I really don’t understand why they needed to add a second plot to the story. The whole PTSD thing was useless and brought a psychological side to the game that only made it heavier and broke my immersion at times.

The final scene, inside of the witch house was the creepiest, especially the scenes where I couldn’t look at the monsters, otherwise I’d die. They even had me stay in a corner, while the witch was in my back, asking me to look at her… Unfortunately, the memories of the the dead soldiers from the time the hero was still in the army broke the rhythm of the main story, making the scene too long and not as creepy as it could have been.

Even if I would have preferred a more horror, less psychological approach, it was still a great game and I advise it to any fan of the franchise.

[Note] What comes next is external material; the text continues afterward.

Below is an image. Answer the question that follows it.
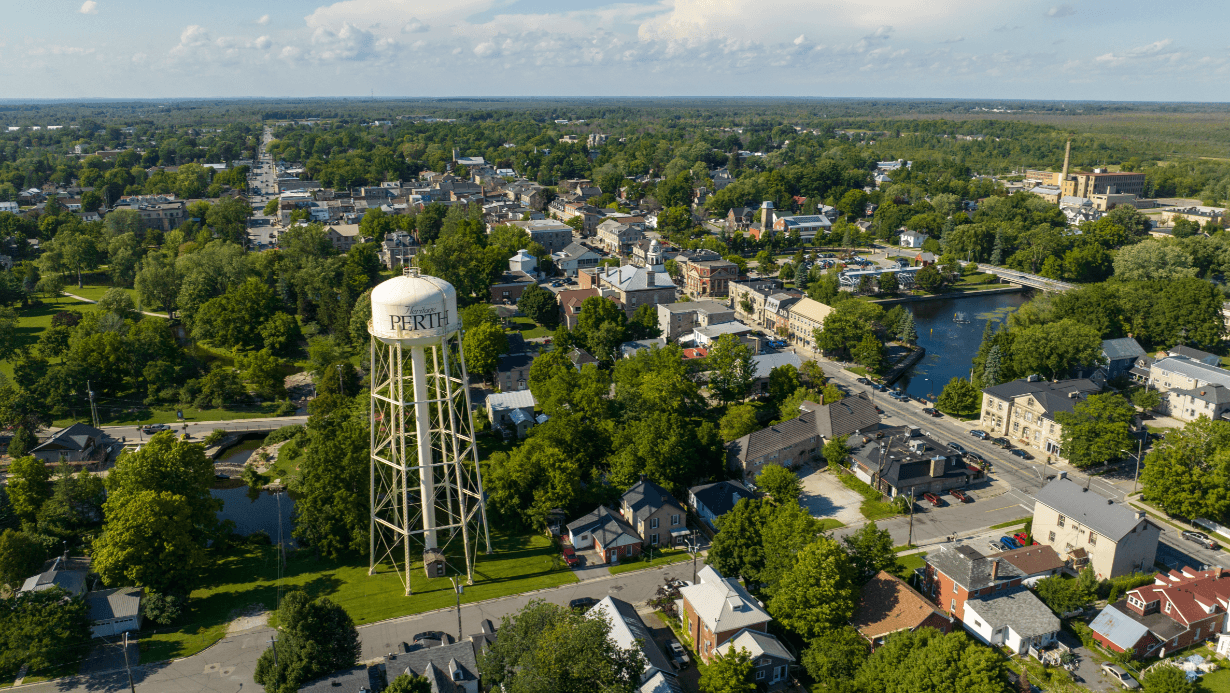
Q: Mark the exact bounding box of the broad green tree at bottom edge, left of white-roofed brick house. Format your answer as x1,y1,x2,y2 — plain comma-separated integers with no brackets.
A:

Wrong Turn 5: Bloodlines (2012)

A typical meeting at the Wrong Turn production board:

Producer: How can we make Wrong Turn 5 better than Wrong Turn 4?

Writer: More sex and more gore

Producer: Didn’t we already do that with the fourth?

Writer: Yes, but we can always add more sex and gore

Producer: Go for it!

If you enjoy watching kids being slaughtered after having sex and smoking weed, you won’t be disappointed. So what makes this chapter different from the previous ones? Well, this time, it happens at the police station of a little town hosting a festival. As the father of our 3 favourite hillbillies is held inside of a jail cell, his boys attempt to rescue him by slaughtering every single person that stayed in town during the concert. As usual, blood and guts (and boobs) are the main ingredients to this perfect movie, for a Saturday horror evening.